The Castle Hochosterwitz was built on a limestone rock that rises 150m above the valley and allows the visitor a spectacular view over the neighbouring mountains, hills and countryside.
The castle was first mentioned in 860. It was a refuge for the local population during the Turkish invasion in the 11th and 12th century. After the death of Hans Schenk von Osterwitz, the last owner of the original lien, the castle was returned to King Friedrich III.
In gratitude for the support of the imperial troops during the wars against the Turks the lien of the castle Hochosterwitz was given to Christoph Khevenhüller von Aichelberg by Kaiser Ferdinand I in 1541. Christoph Khevenhüller started to rebuild the castle according to the plans of one of the greatest military architects of that time: Domenico dell’Aglio.
Christoph Khevenhüllers eldest son Johann inherited the Castle but due to his diplomatic obligations he passed the lien to his cousin Georg Khevenhüller. Georg Khevehüller, as governor of Carinthia, bought the Castle Hochosterwitz from Archduke Karl von Innerösterreich on 18th March 1571.

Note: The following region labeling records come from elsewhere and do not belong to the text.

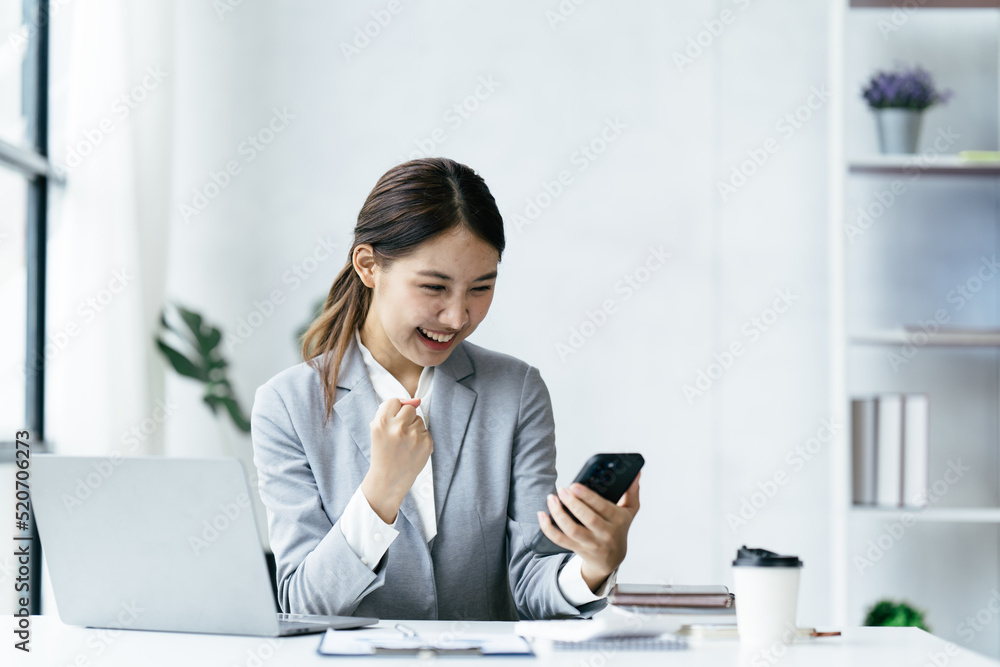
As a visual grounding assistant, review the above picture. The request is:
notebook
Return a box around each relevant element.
[31,454,378,637]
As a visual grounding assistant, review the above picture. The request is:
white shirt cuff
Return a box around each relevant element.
[340,486,399,571]
[559,554,618,607]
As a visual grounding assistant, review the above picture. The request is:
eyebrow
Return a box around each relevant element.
[417,271,497,283]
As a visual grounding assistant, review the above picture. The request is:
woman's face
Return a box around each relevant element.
[354,226,500,371]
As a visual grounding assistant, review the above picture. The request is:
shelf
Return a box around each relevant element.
[847,155,1000,176]
[851,505,1000,523]
[848,329,1000,347]
[851,0,1000,10]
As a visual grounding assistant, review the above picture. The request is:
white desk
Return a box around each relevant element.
[7,615,1000,667]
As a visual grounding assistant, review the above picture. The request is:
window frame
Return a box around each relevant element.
[0,0,51,614]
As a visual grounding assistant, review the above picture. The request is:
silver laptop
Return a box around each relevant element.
[30,454,378,637]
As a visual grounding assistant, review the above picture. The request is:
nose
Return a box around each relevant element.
[438,294,469,331]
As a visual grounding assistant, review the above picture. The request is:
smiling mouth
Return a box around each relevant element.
[417,327,455,343]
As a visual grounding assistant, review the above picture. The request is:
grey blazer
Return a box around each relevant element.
[250,337,607,621]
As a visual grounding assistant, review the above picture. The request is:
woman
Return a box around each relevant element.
[251,158,639,620]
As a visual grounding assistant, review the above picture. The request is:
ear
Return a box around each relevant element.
[351,243,375,287]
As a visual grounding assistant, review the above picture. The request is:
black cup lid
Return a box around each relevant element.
[733,544,802,567]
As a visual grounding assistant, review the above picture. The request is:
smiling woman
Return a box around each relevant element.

Georg Khevenhüller extended the buildings to their actual size using his own private money. In the castle yard a marble memorial tablet dated 1576 proclaims that Georg Khevenhüller had „reconstructed this castle with his personal means. It being his home, he surrounded it with walls and fitted out with bastions and an arsenal“.
Georg’s love and care for his castle lasted his whole life. The marble tablet also reminds his descendents and successors “to maintain the castle as a continuing memory of the past and a warning for all time”.
Since then the Castle Hochosterwitz has been owned by the same family for generations.
Many centuries have passed, but castle Hochosterwitz has not changed – only its purpose became a different one. Luckily, there was always some member of the family who, remembering the warning carved in stone by his ancestor, made great sacrifices to maintain the castle in good condition.